McLennan County Grew by 2,500 People in 2009, New Census Estimates Show

March 24, 2010

McLennan County grew by more than 2,500 people between July 2009 and July 2008, according to a Baylor University sociologists' analysis of just-released Census Bureau estimates of counties and metropolitan areas in the United States.

The sociologists said that the slow but steady growth is a positive trend economically. It also is a plus because rapid, steep growth can pose problems as local government planners struggle to meet infrastructure demands and deal with heavier traffic, they said.

The estimated population grew from 230,849 to 233,378 in McLennan County, which constitutes the Waco Metropolitan Statistical area, said Dr. Charles Tolbert of Baylor's Center for Community Research and Development (CCRD).

The estimates are the last in a series that began after the 2000 Census, he said.

"By the time you reach Year Nine of a 10-year census window, your estimates really need a re-calibration that can only be done with the once-a-decade data," Tolbert said. "Still, these estimates are the best we are going to have until winter of 2011, when the first local results of the 2010 Census roll out."

The new numbers show an estimated population increase of 2,529 in 2009, which is very close to the estimated increases for 2007 and 2008, he said.

The estimates closely follow trends observed in recent years, said Dr. Carson Mencken of the CCRD.

"We continue to see overall population growth in the range of 1 percent per year," Mencken said. "At CCRD, we view this rate of growth as manageable and a net positive for local economic expansion."

The overall growth continues to be 60 percent "natural population," which means an excess of births compared to deaths in the county, said Dr. Larry Lyon, also of Baylor's CCRD.

"We do have positive net migration, but it accounts for 40 percent of growth at best," Lyon said.
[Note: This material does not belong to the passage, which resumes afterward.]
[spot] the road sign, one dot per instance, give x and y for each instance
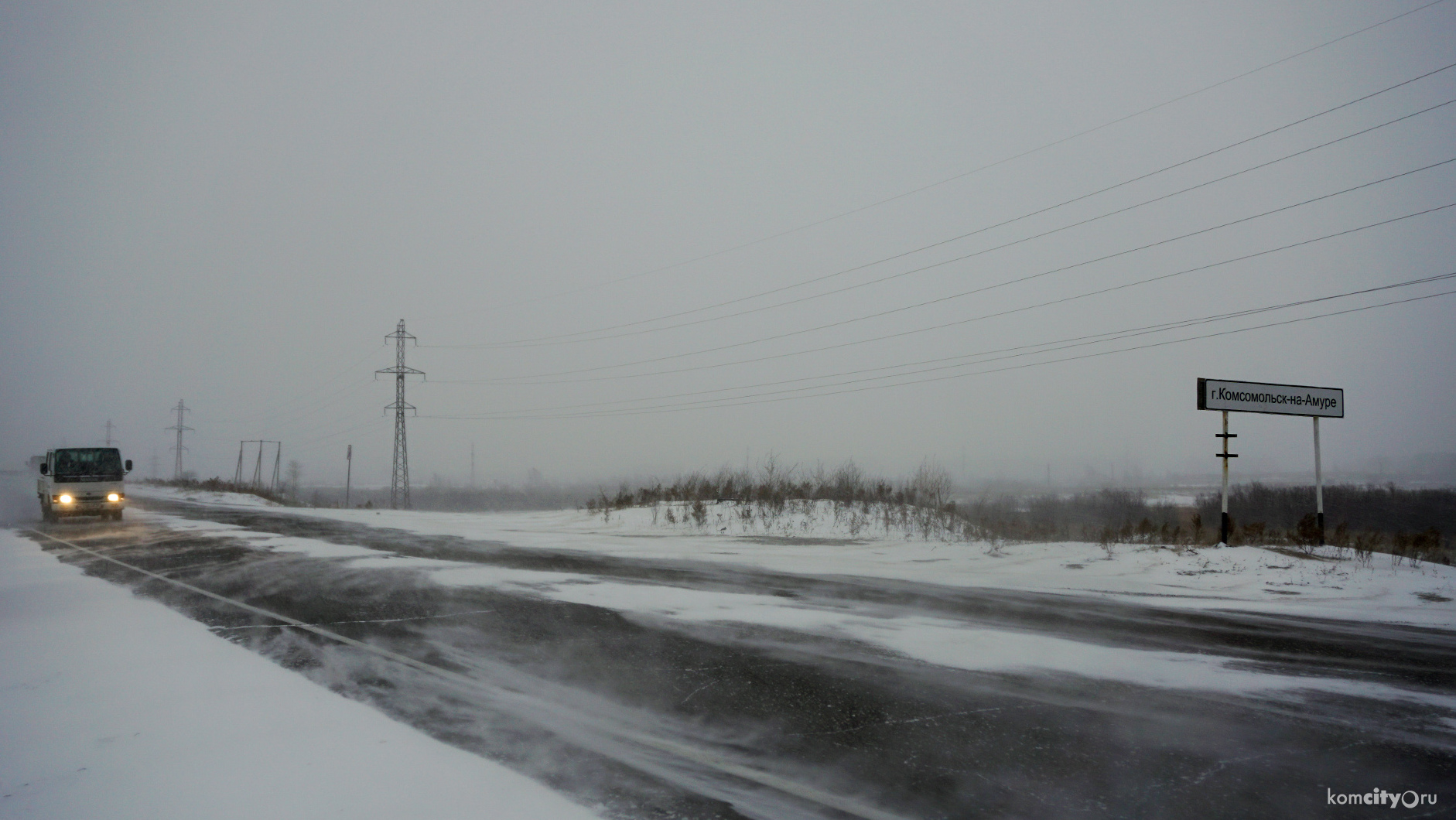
(1282, 399)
The domestic in-migration stream continues to be larger than the international one, the estimates show.

"The international in-migration to McLennan County peaked in the middle part of the decade and is only about half now of what it was before the economic downturn," said Dr. Robyn Driskell of the CCRD.

Looking back to the beginning of the series in 2000 is important as county residents begin to return the 2010 Census forms, Tolbert said.

"We live in a county that added around 20,000 persons to its population in a ten-year period," he said. "That's nearly 10 percent growth. With the 2010 data, we will know much more about who these folks are and therefore more about what sorts of infrastructural adjustments may be needed.

"My hunch is that the natural growth is being driven by a younger population that is going through the family formation stage. That has implications for our early childhood facilities, our K-12 schools, and our technical and college-level providers."

Said Lyon: "It probably is to the county's advantage that it does not have the 3 percent annual growth that our Austin-area neighbors are experiencing. We have a chance to get ahead of this growth curve and maintain the quality of life in this area."

Mencken concurred: "I'll settle for the Waco-area rush minute any day over the rush hours our friends have just south of us."